In 1961, the population was 1,535 persons.

===post-1967===
Beitillu came under Israeli occupation after the 1967 Six-Day War. The population in the 1967 census conducted by the Israeli authorities was 848, of whom 174 originated from the Israeli territory.

After the 1995 accords, 41.2% of Al-Ittihad‘s land was classified as Area B and the remaining 58.8% as Area C. Israel has confiscated 858 dunams of land from Al-Ittihad for the construction of 4 Israeli settlements: Nahl'iel, Na'aleh, Talmon and Hallamish.

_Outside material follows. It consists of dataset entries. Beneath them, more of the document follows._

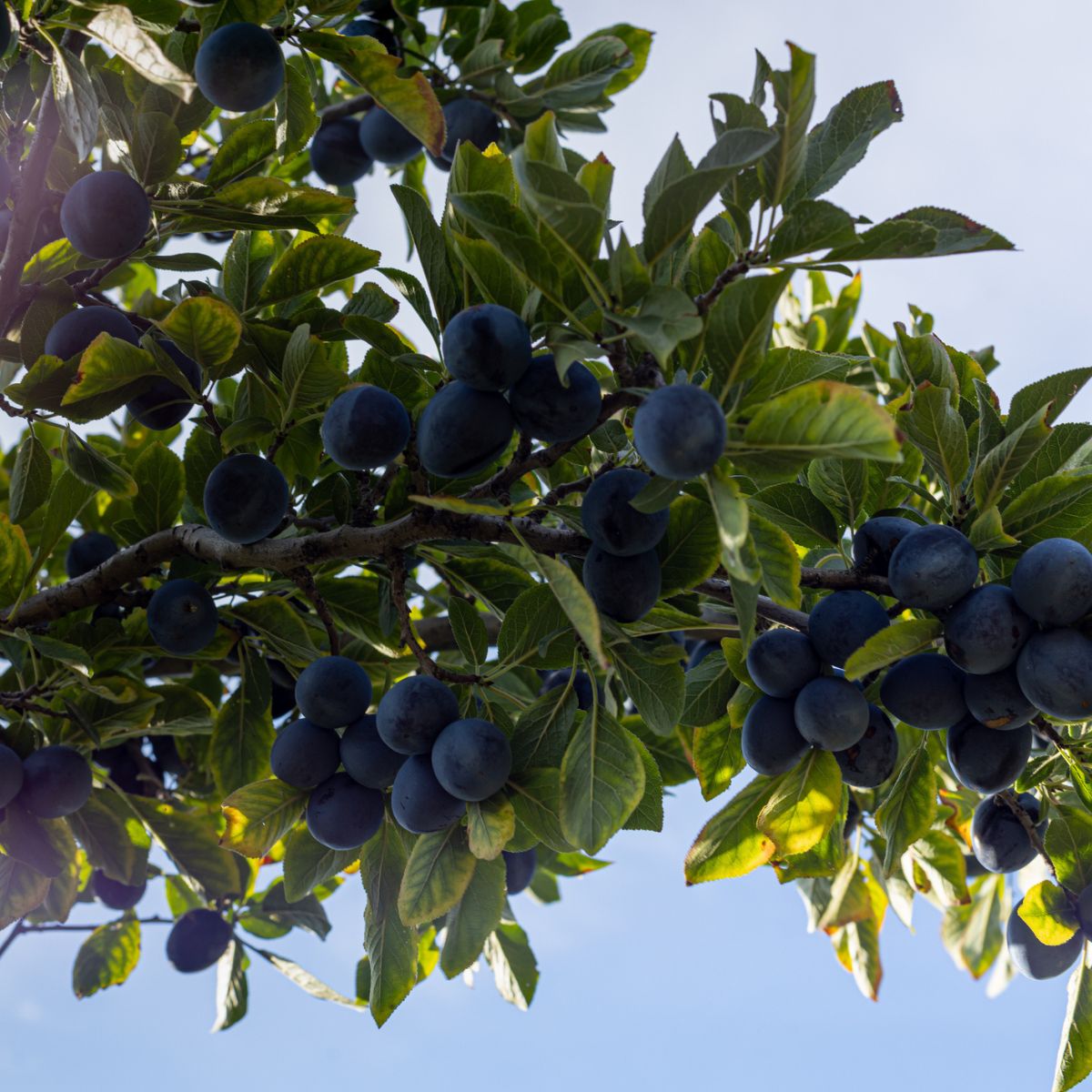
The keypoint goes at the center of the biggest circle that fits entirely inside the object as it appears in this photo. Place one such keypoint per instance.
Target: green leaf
(476, 915)
(107, 956)
(804, 805)
(260, 814)
(895, 642)
(159, 489)
(312, 265)
(910, 805)
(440, 868)
(840, 141)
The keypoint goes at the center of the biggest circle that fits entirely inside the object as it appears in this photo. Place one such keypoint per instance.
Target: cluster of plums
(416, 743)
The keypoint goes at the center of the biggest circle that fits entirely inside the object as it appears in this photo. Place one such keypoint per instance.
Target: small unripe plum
(625, 589)
(239, 68)
(1053, 581)
(1055, 672)
(487, 347)
(519, 869)
(876, 540)
(470, 120)
(56, 782)
(337, 157)
(842, 622)
(873, 758)
(366, 758)
(106, 214)
(414, 713)
(305, 754)
(74, 332)
(88, 551)
(781, 662)
(420, 804)
(333, 692)
(612, 523)
(365, 427)
(386, 140)
(996, 700)
(771, 743)
(924, 692)
(472, 759)
(342, 814)
(554, 412)
(986, 759)
(999, 839)
(463, 430)
(986, 632)
(114, 895)
(246, 498)
(163, 404)
(933, 567)
(680, 431)
(197, 940)
(181, 617)
(11, 775)
(1031, 956)
(831, 713)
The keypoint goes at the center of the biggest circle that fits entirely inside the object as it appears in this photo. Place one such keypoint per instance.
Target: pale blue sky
(647, 984)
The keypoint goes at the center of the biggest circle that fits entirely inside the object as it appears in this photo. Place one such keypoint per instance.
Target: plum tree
(365, 427)
(986, 759)
(781, 662)
(366, 758)
(75, 331)
(88, 551)
(551, 410)
(197, 939)
(1055, 674)
(386, 140)
(1053, 581)
(162, 404)
(770, 740)
(625, 589)
(842, 622)
(933, 567)
(463, 430)
(487, 348)
(876, 540)
(239, 68)
(612, 523)
(869, 762)
(305, 754)
(470, 120)
(414, 713)
(181, 617)
(519, 869)
(831, 713)
(56, 782)
(680, 431)
(472, 759)
(342, 814)
(115, 895)
(1031, 956)
(106, 214)
(337, 156)
(986, 632)
(925, 691)
(246, 498)
(996, 700)
(1000, 841)
(420, 803)
(332, 692)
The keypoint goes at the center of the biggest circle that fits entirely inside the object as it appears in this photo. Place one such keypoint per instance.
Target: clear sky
(647, 984)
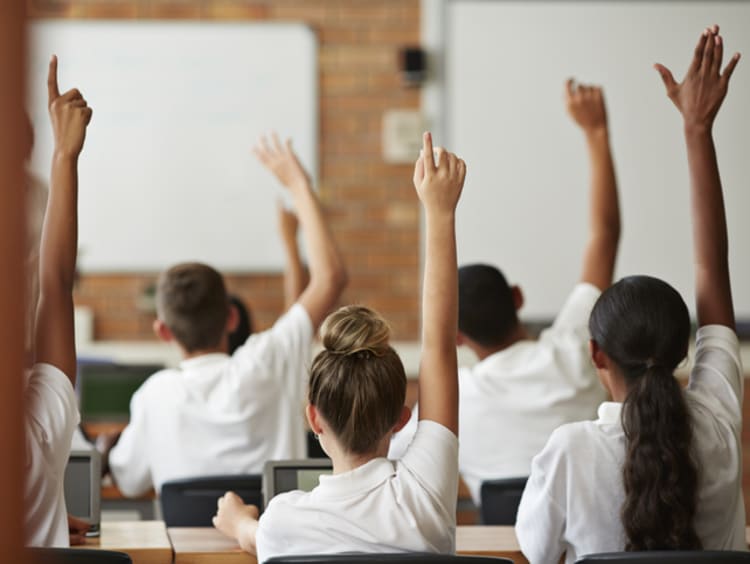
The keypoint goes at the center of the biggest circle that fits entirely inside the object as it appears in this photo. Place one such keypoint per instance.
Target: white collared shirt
(573, 498)
(219, 414)
(381, 506)
(51, 417)
(511, 401)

Much of the villagers' traditional land, springs, gardens with olive and fig trees, near the Israeli settlement of Nachliel cannot be accessed, according to Amira Hass, because their way is barred by soldiers or settlers, often with dogs:-
This has been going on for years. Gradually, ever-expanding rings of grazing land and rows of groves have become inaccessible to residents of the Beitillu and Deir Ammar villages.'

One villager complained:
 “I have 200 olive trees, 500 fig trees and 300 vines there. I can’t even pick a single fig,” stated a Palestinian farmer who looks older than his age; he spoke without cynicism, and with much pain. “They aren’t killing me, but they are killing my heart.”

In February 2011, three Beitillu houses were vandalised by anonymous graffiti artists who painted slogans like 'Muhammad is a pig' on their walls, probably as a price tag policy retaliation for the forced evacuation of a settler outpost near Kiryat Arba.